Why more data does not better results make.

Three weeks ago I wrote in a margin note “‍‘‍Big data‍’ is unlike other data in that it has low quality (we take the data we have) and high quantity. Intuition learned in statistics classes about p-values, sample sizes, and controls are the wrong tools for big data.‍” Today I wish to expand on some parts of this statement.

“‍Big data‍” is a popular term, and it is sometimes used to refer to any large dataset. However, there is a kind of dataset that can only be described as “‍big data‍”: it is incidental rather than intentional, information that was not designed to measure what we will use it to measure; and it is many-dimensional, measuring hundreds or millions of numbers per datum.

Login name is a traditional measure of user identity. Window size, IP address, round-trip network travel time, the set of available browser add-ons, script execution speed, mouse motion patterns, and delays between keystrokes when typing together form a big data estimate of user identity. Exam scores are a traditional measure of student learning. Time spent studying, eye-tracking data when reading tutorials, level of engagement in course forums, popularity with other students, parents’ education and employment, and vocabulary used in online posts together form a big data estimate of student learning.

Data quality is the property of data measuring what we think it is measuring and not something else. If participants opt-in to a study, data may measure properties of who opts in instead of properties of the thing being studied. Exam results may measure test-prep skills instead of the skills the exam is designed to measure. School performance may measure cultural match between teacher and student or home environment instead of learning. Study design tries to avoid problems with data quality and statistical methods try to quantify and compensate for it.

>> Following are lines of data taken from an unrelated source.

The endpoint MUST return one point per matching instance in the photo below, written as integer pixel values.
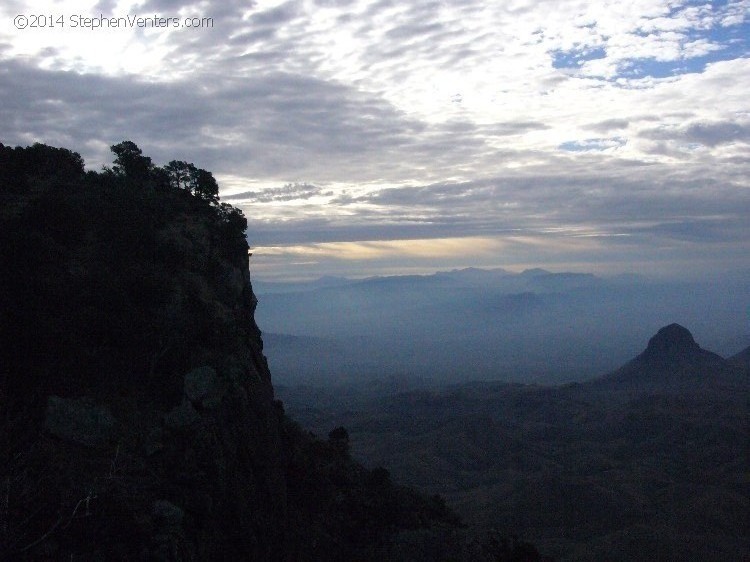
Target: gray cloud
(706, 133)
(290, 192)
(266, 97)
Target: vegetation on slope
(138, 419)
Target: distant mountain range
(647, 462)
(673, 361)
(473, 324)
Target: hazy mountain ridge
(585, 471)
(138, 413)
(490, 324)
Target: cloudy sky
(378, 137)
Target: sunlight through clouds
(411, 120)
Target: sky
(390, 137)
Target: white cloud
(418, 120)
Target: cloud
(709, 134)
(579, 125)
(290, 192)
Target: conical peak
(671, 339)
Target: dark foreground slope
(138, 416)
(647, 463)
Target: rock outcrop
(673, 362)
(139, 420)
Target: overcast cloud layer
(397, 136)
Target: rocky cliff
(138, 414)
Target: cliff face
(139, 421)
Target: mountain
(673, 362)
(139, 420)
(741, 359)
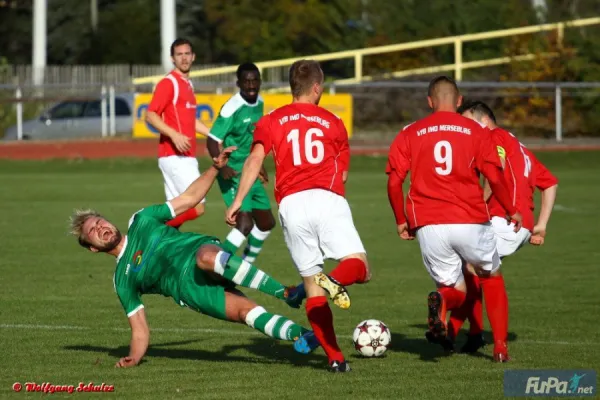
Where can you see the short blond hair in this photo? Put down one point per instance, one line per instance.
(303, 75)
(76, 222)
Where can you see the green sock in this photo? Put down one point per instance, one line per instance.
(273, 325)
(243, 273)
(233, 241)
(254, 245)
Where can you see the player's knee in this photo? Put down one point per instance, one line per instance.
(244, 223)
(205, 257)
(200, 209)
(266, 224)
(244, 309)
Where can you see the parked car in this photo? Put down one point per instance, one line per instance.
(77, 119)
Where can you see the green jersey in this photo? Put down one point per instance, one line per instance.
(235, 127)
(154, 257)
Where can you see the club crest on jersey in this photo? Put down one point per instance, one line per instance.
(137, 261)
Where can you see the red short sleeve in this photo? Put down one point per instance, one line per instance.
(162, 97)
(262, 133)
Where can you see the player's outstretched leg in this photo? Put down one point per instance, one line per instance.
(321, 320)
(351, 269)
(496, 305)
(264, 222)
(471, 310)
(438, 303)
(212, 259)
(239, 308)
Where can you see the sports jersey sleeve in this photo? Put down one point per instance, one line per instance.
(262, 134)
(161, 212)
(130, 300)
(501, 152)
(544, 179)
(397, 168)
(162, 97)
(221, 127)
(488, 163)
(399, 158)
(344, 158)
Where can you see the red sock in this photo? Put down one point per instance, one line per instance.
(321, 320)
(189, 215)
(470, 309)
(496, 305)
(476, 314)
(349, 271)
(453, 300)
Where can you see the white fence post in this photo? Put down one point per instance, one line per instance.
(458, 60)
(112, 111)
(103, 112)
(558, 112)
(19, 95)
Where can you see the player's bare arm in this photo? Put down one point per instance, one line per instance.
(200, 187)
(140, 337)
(213, 148)
(201, 128)
(539, 230)
(250, 172)
(181, 142)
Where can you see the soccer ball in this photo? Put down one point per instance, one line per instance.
(371, 338)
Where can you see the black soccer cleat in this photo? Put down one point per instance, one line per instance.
(473, 344)
(437, 327)
(446, 343)
(339, 366)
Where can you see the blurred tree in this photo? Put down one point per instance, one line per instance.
(15, 31)
(247, 30)
(128, 33)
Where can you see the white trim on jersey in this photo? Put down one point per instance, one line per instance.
(213, 137)
(234, 103)
(175, 88)
(132, 313)
(173, 215)
(124, 246)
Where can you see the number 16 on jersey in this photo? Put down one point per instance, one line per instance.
(314, 152)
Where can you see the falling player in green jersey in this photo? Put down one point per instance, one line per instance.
(235, 127)
(193, 269)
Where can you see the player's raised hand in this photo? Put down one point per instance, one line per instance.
(221, 160)
(538, 236)
(404, 232)
(182, 143)
(125, 362)
(518, 220)
(231, 213)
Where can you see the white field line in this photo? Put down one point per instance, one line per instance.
(230, 332)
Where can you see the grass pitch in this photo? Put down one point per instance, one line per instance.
(62, 323)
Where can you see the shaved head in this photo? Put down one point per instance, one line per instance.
(443, 94)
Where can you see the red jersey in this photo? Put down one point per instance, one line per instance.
(444, 152)
(517, 172)
(174, 101)
(542, 178)
(310, 148)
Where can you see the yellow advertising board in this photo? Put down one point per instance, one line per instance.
(209, 105)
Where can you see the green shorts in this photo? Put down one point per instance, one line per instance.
(257, 198)
(202, 293)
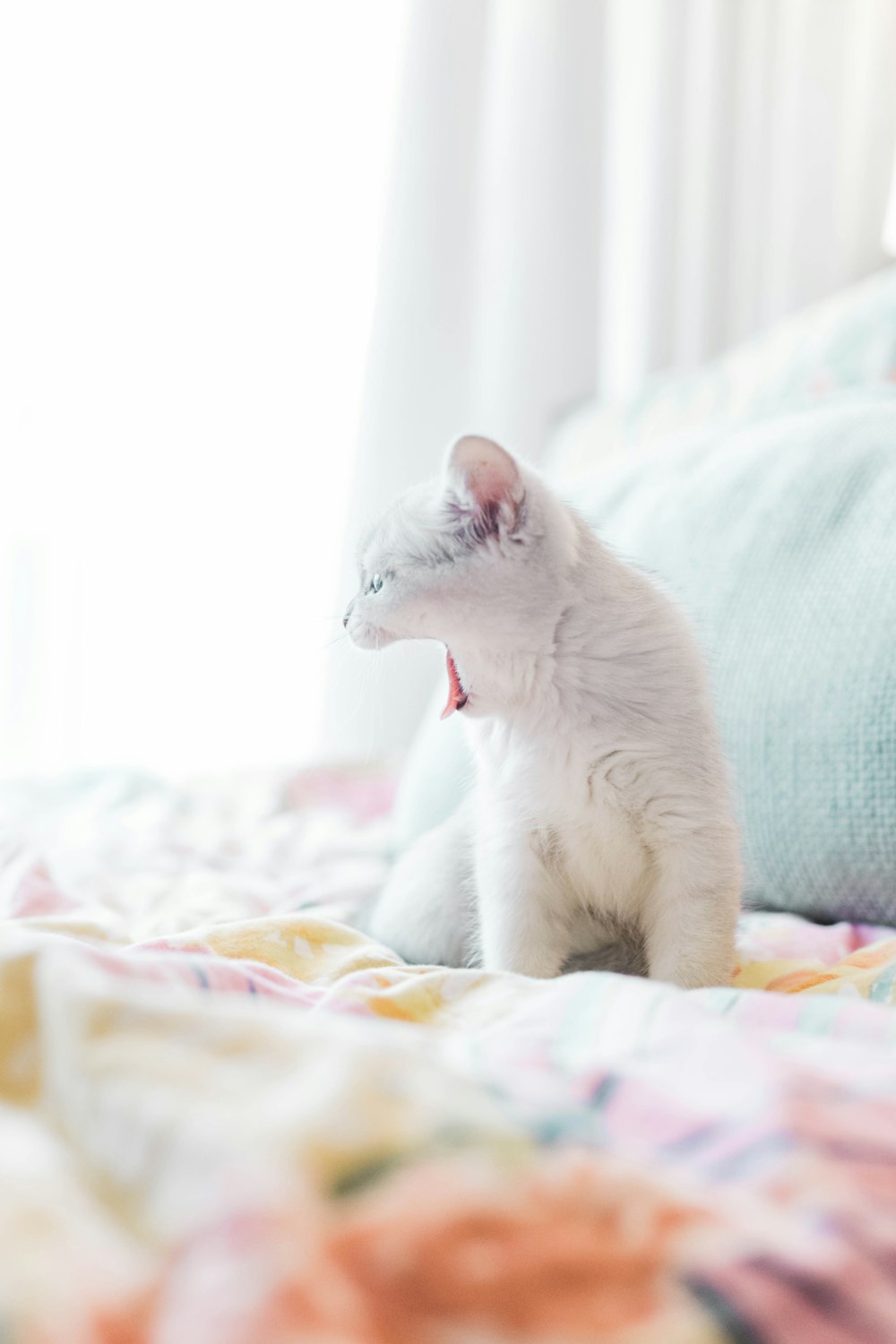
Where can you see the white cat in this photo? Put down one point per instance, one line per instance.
(599, 828)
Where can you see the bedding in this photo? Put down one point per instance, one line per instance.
(226, 1116)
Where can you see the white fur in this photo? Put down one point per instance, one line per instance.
(599, 822)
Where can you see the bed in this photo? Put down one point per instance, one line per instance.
(230, 1117)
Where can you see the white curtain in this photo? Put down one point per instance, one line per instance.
(188, 241)
(586, 191)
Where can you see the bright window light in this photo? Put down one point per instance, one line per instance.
(193, 199)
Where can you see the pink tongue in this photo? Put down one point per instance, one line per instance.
(457, 695)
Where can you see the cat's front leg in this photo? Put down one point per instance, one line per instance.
(521, 926)
(691, 914)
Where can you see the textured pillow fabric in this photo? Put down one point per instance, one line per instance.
(780, 543)
(848, 340)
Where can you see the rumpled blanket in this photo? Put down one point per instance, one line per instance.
(228, 1117)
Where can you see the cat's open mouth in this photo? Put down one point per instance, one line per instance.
(457, 695)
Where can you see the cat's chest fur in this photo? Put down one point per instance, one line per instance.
(559, 798)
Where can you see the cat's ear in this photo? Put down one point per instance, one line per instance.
(484, 480)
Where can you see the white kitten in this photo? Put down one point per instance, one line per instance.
(599, 830)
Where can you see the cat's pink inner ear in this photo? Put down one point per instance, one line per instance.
(482, 470)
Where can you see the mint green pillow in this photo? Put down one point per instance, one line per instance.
(780, 543)
(844, 341)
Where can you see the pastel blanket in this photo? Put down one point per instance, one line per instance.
(226, 1116)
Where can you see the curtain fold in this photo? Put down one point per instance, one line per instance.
(587, 191)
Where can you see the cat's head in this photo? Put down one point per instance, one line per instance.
(468, 559)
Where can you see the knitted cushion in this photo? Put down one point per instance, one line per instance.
(780, 542)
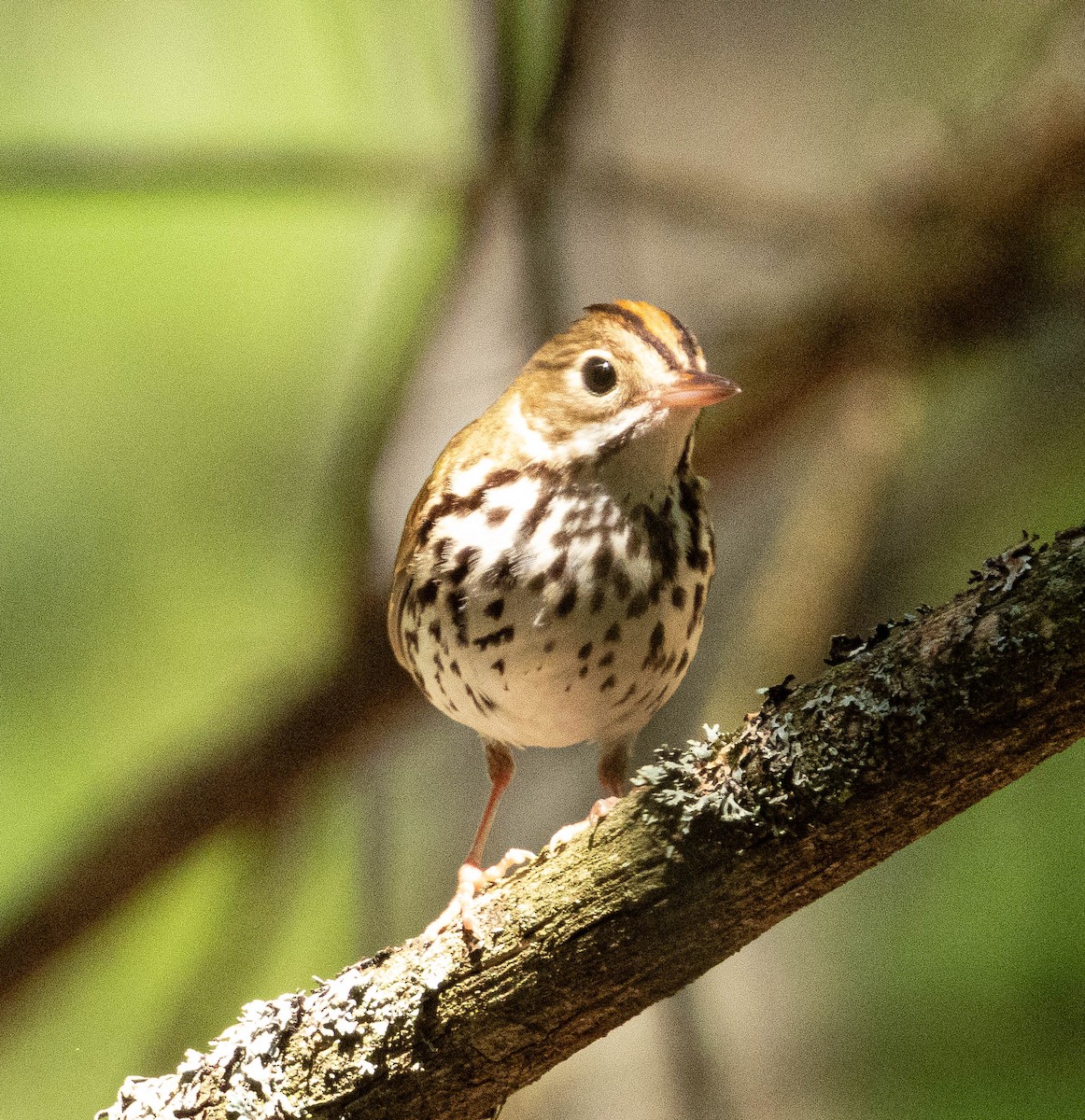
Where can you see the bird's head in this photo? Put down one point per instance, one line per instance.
(626, 381)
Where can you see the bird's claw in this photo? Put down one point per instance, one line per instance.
(472, 880)
(571, 832)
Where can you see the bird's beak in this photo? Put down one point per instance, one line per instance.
(698, 391)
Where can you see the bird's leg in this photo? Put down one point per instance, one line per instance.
(471, 877)
(613, 764)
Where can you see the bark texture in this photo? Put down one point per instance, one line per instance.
(723, 839)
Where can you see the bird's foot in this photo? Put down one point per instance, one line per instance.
(472, 880)
(571, 832)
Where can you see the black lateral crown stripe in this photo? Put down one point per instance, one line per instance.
(688, 346)
(639, 329)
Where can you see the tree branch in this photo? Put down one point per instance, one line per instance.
(723, 840)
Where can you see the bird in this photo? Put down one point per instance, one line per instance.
(551, 581)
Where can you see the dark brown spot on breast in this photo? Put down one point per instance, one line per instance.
(465, 561)
(500, 477)
(500, 576)
(698, 602)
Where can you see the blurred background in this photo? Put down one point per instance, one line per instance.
(261, 260)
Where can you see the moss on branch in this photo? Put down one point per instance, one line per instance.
(723, 839)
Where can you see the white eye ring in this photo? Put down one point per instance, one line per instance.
(598, 374)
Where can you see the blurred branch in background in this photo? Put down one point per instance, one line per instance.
(908, 728)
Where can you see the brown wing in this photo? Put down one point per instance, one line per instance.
(404, 572)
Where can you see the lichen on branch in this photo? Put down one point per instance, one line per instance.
(723, 839)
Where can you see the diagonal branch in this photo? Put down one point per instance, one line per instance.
(725, 839)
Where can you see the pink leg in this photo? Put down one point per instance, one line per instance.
(501, 767)
(613, 763)
(471, 877)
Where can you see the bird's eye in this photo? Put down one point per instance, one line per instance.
(599, 375)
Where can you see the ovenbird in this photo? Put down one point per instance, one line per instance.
(551, 581)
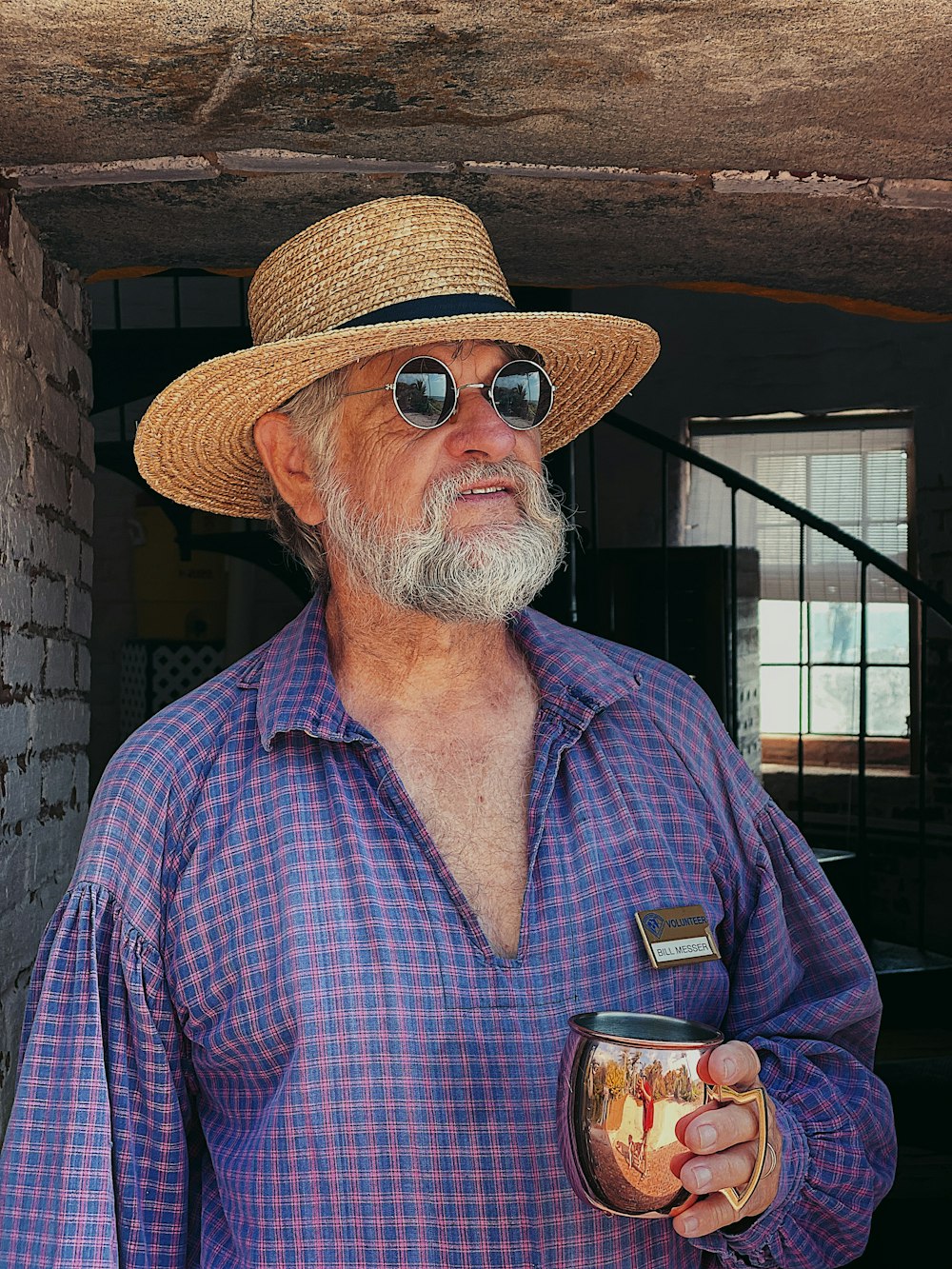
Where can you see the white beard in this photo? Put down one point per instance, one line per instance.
(483, 575)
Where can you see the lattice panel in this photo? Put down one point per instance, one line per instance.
(156, 673)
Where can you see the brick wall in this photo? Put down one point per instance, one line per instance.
(46, 572)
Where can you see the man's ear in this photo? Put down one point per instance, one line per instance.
(286, 460)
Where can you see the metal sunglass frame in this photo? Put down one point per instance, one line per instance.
(459, 388)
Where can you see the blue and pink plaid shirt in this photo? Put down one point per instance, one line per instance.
(266, 1028)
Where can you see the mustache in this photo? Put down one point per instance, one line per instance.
(527, 485)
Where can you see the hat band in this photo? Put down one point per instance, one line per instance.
(432, 306)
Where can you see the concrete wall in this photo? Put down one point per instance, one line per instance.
(46, 574)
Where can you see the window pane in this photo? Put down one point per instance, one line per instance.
(886, 485)
(780, 704)
(783, 473)
(780, 629)
(834, 700)
(837, 486)
(834, 632)
(887, 704)
(780, 544)
(890, 540)
(887, 633)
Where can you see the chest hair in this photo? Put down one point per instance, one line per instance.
(470, 780)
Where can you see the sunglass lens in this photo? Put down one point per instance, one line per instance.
(425, 392)
(522, 395)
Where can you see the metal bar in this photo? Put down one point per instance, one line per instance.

Because big data is incidental, it is all extremely low-quality: it was intentionally measuring something other than what we are using it for. The hope is that the high quantity of distinct measures in a single datum will allow us to extract and accumulate the tiny bit of signal in each and cancel out the extraneous information. Many factors may prevent this hope from being realized: the measures may be biased (i.e., all have the same error); portions of the signal may be missing from all measures; and our analysis may mistakenly identify extraneous information as signal.

Statisticians have defined many measures that can help us understand the validity of analyses based on traditional data. The best known of these is the p-value, which measures the probability that a difference we see between two populations could be the result of luck rather than an underlying cause. The larger the difference between the populations is and the lower the variance within each population, the more certain the p-value becomes that they are distinct. Also, the more data we have the more certain the p-value becomes because more data provides a more complete picture of differences and variance.

With big data, statistical measures like p-values don’t work as expected. If we apply them to single measures, they simply report that the data is incidental and vast, which we already knew. If we apply them naïvely to entire many-dimensional data, they require axis normalization and norm selection and other tunable parameters that can change the outcome, meaning they still provide no clear insight. Big data variants of statistical measures are still an active area of research and not one I am qualified to comment on, but the few that are commonly deployed today (such as precision and recall) are far from being as versatile or telling as the statistical measures we expect for scientific progress.

Controls are another tool statisticians have developed to assist in learning despite quality problems in data. For example, suppose I wish to use a survey of participant mood as one of the measures in my study, but I hypothesize that mood will vary by the time of day the participant answers the survey. A study design solution would be to ensure every participant gets the survey at the exact same time, but that might be challenging to implement. Instead, I can control for time of day: first I determine what impact time of day appears to have on the data, then I modify the data to remove that impact before performing my study analysis.

In theory, controls can be applied to big data, but in practice doing so is very challenging. The core of this challenge lies in proxies: measures in a datum that collectively contain all the information of another measure. Simply omitting certain measures is thus ineffectual: the confounding variable retains its influence through its proxies. A traditional control has a different, though related problem: the determine-impact-and-remove step is rarely perfect, meaning each of the proxies will retain a small part of its original proxying power, and if there are enough of them the big data methods will still be able to extract the original from them all.

All of this is not to say that big data cannot be useful. Having any measure, even if it has errors, of thing previously too expensive or challenging to measure has vast potential utility. But that utility comes at a cost: big data applications are full of biases and errors which current methods are neither able to quantify nor correct.

Big data methods may yet emerge that will bring a measure of certainty or at least transparency to this field. Or proofs may emerge showing such methods cannot exist, bringing confidence and maturity of a different kind. Until that happens, though, utility and cost drive the market and biases and errors will remain.